Now, her relationship with the church is more complicated. She has questioned whether or not she can or should remain Catholic. There are aspects of her faith that she still likes, but some teachings and attitudes make staying Catholic “an uphill battle.”
But when people at St. Mary Magdalene parish started an LGBTQ ministry, she wanted to learn more, the article explained: “She decided to reach out to the new LGBTQ ministry group. In part, she was looking for a space to work through these questions. But she was also looking for a community where she could be herself, where she could be ‘seen’ within the church.”
“People say things like, ‘Oh, if you’re not happy, you just leave,’” Jane shared. “But I feel like it’s more complicated than that.”
Some LGBTQ people and their allies are surprised the first time they hear about affirming Catholic LGBTQ ministries, because they have only heard negative messages from the church previously. But in Pittsburgh, momentum is gathering behind such efforts.
Deacon Keith Kondrich of St. Joseph the Worker parish said that the church has a responsibility to listen to LGBTQ people’s experiences because it is “the only way to have any kind of healing.”
Educating Pittsburgh Catholics about homophobia is also part of LGBTQ ministry, the deacon said. For example, when his parish prayed for an end to LGBTQ youth suicide on Respect Life Sunday, some parishioners were upset. But, the deacon explained, “When there’s pushback on a prayer, it opens up an opportunity to say, ‘Hey, guess what? There are people probably sitting in the pew next to you who are afraid. They’re afraid. We can’t have that. That’s not who we are as a community.’”
For now, the diocese seems to be allowing the growth of new LGBTQ ministries, though refrains from coordinating anything beyond the parish level. Jennifer Antkowiak, executive director of community relations for the diocese, commented to Public Source:
“‘I think we would want LGBTQ Catholics, and all Catholics, to know that they are not alone. God loves them and God is with them. . .The Church wants to welcome everyone, and to help everyone build a stronger relationship with Jesus.'”
While some see such ministries as “welcoming pockets” in the church, others respond to these outreach efforts differently. “Some see the new LGBTQ ministries as too little, too late — too constrained by church teaching to be truly inclusive,” the article explained. “Some LGBTQ Catholics or former Catholics are done with religious institutions altogether.” Public Source reported:
“Jamie, who grew up Catholic, points to the teachings in Father James Martin’s Building a Bridge,a popular book on Catholics’ relationship to the LGBTQ community, as an example.
“‘It’s the best thing that the Church has to offer, and it still falls so far short of what we actually need,’ she said. ‘It doesn’t actually say we should have equal rights. It just says, like, “You shouldn’t bully LGBTQ people.”‘ To her, that feels like a low bar.

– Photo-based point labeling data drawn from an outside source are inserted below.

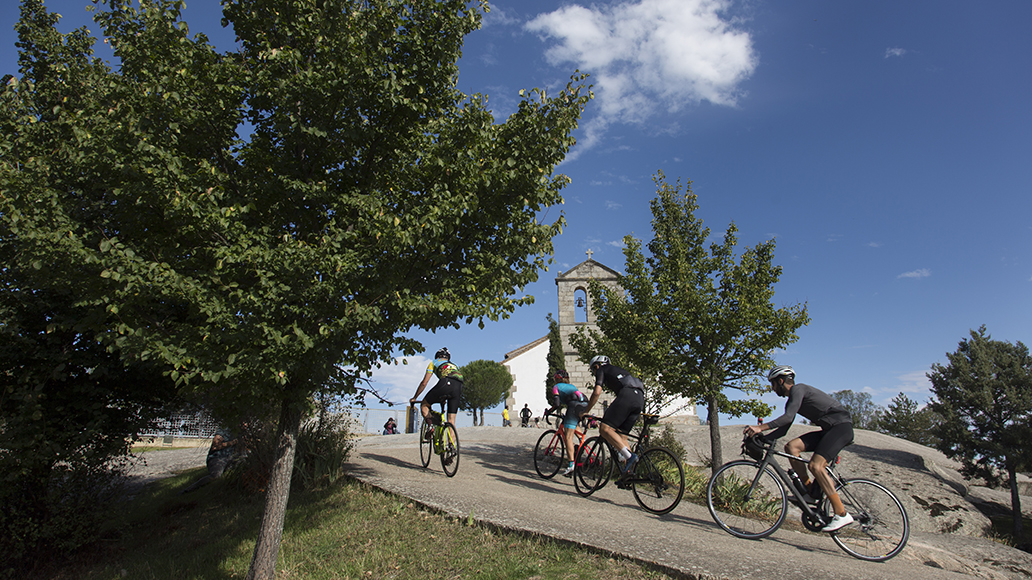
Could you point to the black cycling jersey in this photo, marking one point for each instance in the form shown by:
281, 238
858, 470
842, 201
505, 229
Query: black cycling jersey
813, 404
615, 379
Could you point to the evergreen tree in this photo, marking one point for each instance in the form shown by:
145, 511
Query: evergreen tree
984, 395
903, 419
486, 384
862, 409
696, 322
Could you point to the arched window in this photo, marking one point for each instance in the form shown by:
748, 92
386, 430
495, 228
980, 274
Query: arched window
580, 305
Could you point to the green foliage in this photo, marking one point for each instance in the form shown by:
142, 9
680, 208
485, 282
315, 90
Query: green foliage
323, 446
486, 384
697, 321
903, 419
369, 197
862, 409
68, 412
984, 396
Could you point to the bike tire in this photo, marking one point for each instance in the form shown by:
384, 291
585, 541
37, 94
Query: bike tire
549, 454
449, 453
751, 517
591, 466
881, 527
425, 442
658, 481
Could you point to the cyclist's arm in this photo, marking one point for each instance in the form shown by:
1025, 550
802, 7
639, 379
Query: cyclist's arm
593, 398
422, 385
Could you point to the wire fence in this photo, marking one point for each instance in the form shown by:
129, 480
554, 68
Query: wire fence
361, 419
198, 424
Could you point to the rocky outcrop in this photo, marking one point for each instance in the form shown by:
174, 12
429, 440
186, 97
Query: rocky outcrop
936, 496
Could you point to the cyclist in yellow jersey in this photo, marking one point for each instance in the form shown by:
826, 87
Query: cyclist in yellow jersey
449, 385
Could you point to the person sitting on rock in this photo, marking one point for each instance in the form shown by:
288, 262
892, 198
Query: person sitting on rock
225, 451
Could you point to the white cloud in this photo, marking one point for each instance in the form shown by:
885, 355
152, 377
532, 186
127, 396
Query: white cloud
922, 272
650, 55
397, 382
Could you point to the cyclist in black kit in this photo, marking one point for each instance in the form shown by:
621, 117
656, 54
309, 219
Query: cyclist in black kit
835, 433
621, 415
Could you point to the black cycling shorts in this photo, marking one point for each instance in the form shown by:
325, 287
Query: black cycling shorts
828, 443
446, 388
623, 412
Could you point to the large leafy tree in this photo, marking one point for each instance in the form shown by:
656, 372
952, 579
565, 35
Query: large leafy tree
863, 410
984, 396
368, 195
696, 321
486, 384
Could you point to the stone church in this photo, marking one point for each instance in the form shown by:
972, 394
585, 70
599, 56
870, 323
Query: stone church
528, 365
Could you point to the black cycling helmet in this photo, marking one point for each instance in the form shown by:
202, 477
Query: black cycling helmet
781, 371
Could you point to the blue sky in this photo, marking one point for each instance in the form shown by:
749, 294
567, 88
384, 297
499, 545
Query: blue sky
885, 146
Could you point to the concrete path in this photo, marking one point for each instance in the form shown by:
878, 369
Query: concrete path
496, 484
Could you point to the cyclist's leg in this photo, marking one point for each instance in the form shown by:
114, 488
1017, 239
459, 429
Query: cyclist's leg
574, 411
620, 418
806, 442
827, 449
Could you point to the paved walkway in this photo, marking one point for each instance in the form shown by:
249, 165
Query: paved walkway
496, 484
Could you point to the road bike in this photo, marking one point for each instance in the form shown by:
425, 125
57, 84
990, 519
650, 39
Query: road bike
440, 438
656, 479
550, 452
747, 498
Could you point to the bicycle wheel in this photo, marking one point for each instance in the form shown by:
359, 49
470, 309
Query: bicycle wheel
745, 502
549, 454
425, 442
449, 453
658, 481
881, 526
591, 465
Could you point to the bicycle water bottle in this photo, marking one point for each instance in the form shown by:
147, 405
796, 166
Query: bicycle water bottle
798, 483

“She suggested LGBTQ Catholics might be better off forming groups without official parish affiliation. It reminds her of a situation that arose at her Catholic university. She and some other students wanted to create an LGBTQ student group. When the university said no, they created one underground.”
The local Dignity chapter is one place where LGBTQ Catholics can gather outside formal church structures. Long-time member Ken Pruszynski commented that even in an inclusive parish, there are restraints, but, he joked, “At Dignity, you know, you can be really outrageous and hug somebody.”
For those who opt to remain Catholic, working and praying for incremental change is a common thread. Some are more hopeful than others about how soon they will see the church change to be more inclusive of LGBTQ people.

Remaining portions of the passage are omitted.